Document Type : scientific-research
Author
Corresponding Author; Assistant Professor of Persian Language and Literature, Faculty of Literature and Humanities, University of Tehran, Tehran, Iran.
Abstract
The oldest example of free verse in Nimā Yušij's literary output is commonly assumed to be the poem "Phoenix" (Qoqnus), which is dated 1316 Š. /1937. This poem was published in the Music Magazine (Majalla-ye Musiqi), a literary and cultural journal edited by Ḡolām-Ḥosayn Minbāšiān, in 1319 Š. /1940. The year before, in 1317 Š. /1938, the poem "Raven" (Ghorāb) was also published in the same magazine. Despite the historical importance of these two poems, Nimā's articles and notes do not explicitly mention them. In his writings, Nimā only refers to the period in which he published his innovative poems in the Music Magazine and gives examples of his creative poems, leaving them open to everyone's judgment. However, among Nimā's documents in the archive of the Persian Language and Literature Academy, there is an unpublished poem from Nimā's manuscripts called "Unknown Light" (Rowšanāei-ye Majhul), which carries great historical significance. This poem, dated 1310 Š. /1931, shows that Nima had already experimented with heteromeric lines in his poems six years before writing "Phoenix", the oldest poem in his work that has been found so far. However, the rhyme system in the poem is a mixture of the Mathnavi and the Čahārpāra scheme, which is far from the "rhyme bell" (Zang-e Qāfiye) theory that he later adopted in creating his innovative poetic form.
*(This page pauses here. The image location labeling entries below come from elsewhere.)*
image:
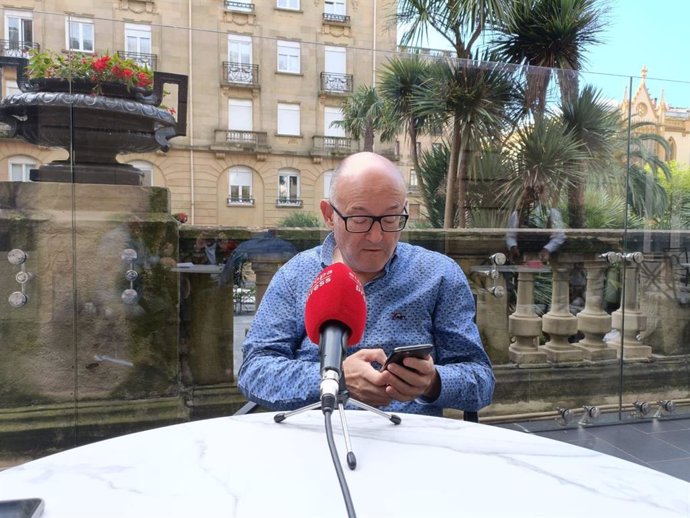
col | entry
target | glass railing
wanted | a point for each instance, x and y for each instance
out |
(119, 314)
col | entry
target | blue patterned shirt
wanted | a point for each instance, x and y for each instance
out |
(421, 297)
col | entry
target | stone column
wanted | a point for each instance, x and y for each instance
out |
(593, 321)
(559, 323)
(629, 319)
(525, 325)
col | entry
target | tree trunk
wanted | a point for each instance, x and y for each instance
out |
(449, 210)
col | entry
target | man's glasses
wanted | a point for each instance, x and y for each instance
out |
(363, 224)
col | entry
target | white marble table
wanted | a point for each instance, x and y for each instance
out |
(249, 466)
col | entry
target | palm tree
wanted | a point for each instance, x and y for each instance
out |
(364, 114)
(461, 23)
(546, 35)
(595, 125)
(475, 99)
(401, 80)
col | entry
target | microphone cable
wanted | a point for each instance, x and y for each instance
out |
(328, 413)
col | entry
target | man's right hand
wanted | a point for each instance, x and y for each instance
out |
(365, 383)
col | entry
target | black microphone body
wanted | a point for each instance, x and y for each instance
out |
(332, 343)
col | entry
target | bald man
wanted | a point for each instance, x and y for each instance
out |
(414, 296)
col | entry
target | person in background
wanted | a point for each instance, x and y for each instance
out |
(413, 295)
(525, 246)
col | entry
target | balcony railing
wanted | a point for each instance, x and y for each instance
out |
(17, 49)
(247, 140)
(336, 83)
(289, 202)
(324, 145)
(239, 6)
(340, 19)
(240, 74)
(233, 200)
(145, 60)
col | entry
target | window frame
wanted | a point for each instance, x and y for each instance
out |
(82, 22)
(288, 127)
(235, 176)
(289, 61)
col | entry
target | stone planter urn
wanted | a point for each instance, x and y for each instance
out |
(94, 123)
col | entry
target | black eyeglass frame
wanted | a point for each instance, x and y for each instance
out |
(373, 219)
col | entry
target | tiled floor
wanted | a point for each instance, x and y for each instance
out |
(663, 445)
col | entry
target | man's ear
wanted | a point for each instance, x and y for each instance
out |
(327, 213)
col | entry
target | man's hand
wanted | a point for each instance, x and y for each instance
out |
(418, 377)
(365, 383)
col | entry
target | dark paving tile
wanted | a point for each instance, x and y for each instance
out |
(646, 447)
(658, 425)
(679, 468)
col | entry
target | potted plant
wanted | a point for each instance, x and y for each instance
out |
(108, 75)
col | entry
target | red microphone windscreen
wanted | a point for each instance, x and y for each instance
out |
(336, 295)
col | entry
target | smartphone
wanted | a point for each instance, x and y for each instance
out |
(21, 508)
(402, 352)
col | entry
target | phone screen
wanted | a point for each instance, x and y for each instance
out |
(21, 508)
(400, 353)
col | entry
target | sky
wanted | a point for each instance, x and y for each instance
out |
(651, 33)
(655, 34)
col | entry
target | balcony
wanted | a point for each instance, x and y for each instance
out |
(336, 19)
(229, 140)
(236, 201)
(336, 146)
(17, 49)
(240, 74)
(242, 7)
(291, 201)
(145, 60)
(336, 83)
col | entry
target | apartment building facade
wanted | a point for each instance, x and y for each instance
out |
(266, 81)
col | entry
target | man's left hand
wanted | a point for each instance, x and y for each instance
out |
(416, 377)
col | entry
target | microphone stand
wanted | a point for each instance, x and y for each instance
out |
(343, 397)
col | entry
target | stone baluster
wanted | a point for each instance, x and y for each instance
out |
(525, 325)
(628, 318)
(593, 321)
(559, 322)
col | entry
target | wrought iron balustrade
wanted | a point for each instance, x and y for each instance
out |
(239, 6)
(289, 202)
(145, 60)
(338, 83)
(334, 145)
(235, 200)
(18, 49)
(240, 73)
(340, 19)
(256, 140)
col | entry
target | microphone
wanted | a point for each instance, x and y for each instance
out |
(334, 317)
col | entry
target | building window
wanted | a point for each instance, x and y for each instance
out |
(80, 35)
(335, 7)
(138, 43)
(240, 186)
(288, 187)
(19, 168)
(19, 33)
(288, 57)
(240, 115)
(147, 170)
(288, 119)
(288, 4)
(327, 177)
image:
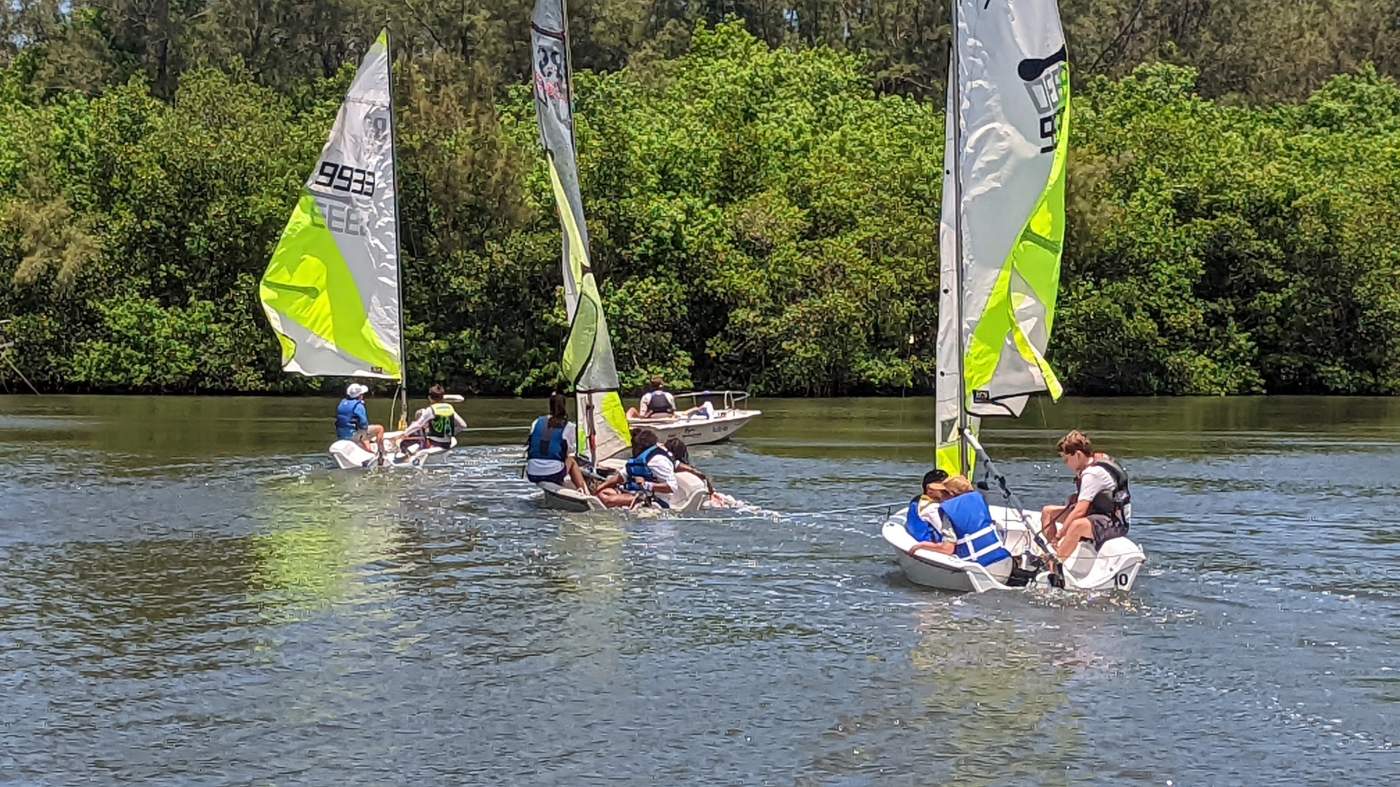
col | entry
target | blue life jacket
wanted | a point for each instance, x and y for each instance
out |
(349, 418)
(917, 527)
(977, 538)
(546, 443)
(639, 469)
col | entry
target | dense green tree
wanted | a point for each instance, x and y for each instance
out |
(763, 198)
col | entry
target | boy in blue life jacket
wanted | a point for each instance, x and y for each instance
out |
(552, 444)
(353, 423)
(969, 531)
(650, 474)
(923, 521)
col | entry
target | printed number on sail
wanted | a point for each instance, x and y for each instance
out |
(345, 178)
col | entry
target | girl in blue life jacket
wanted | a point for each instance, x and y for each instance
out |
(549, 451)
(973, 532)
(651, 474)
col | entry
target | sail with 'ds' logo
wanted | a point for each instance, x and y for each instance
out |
(1003, 216)
(588, 359)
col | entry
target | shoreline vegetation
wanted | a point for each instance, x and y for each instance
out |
(763, 195)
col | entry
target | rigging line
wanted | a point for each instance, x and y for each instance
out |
(23, 377)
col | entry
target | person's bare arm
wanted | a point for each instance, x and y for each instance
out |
(945, 548)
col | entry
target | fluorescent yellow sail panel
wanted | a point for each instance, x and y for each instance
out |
(315, 304)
Considering the starting point of Nimā's free verse his diverse experiences in the form of Mostzād, of which many examples have recently been published, the poem "Unknown Light" marks the boundary between these experiences and the poems of the "Phoenix" type. Accordingly, it can be assumed that Nimā's free verse is the result of an evolutionary process that gradually moved away from the tradition of Mostzād towards free verse, starting from the beginning of the second decade of the 14th Š. / 20th century.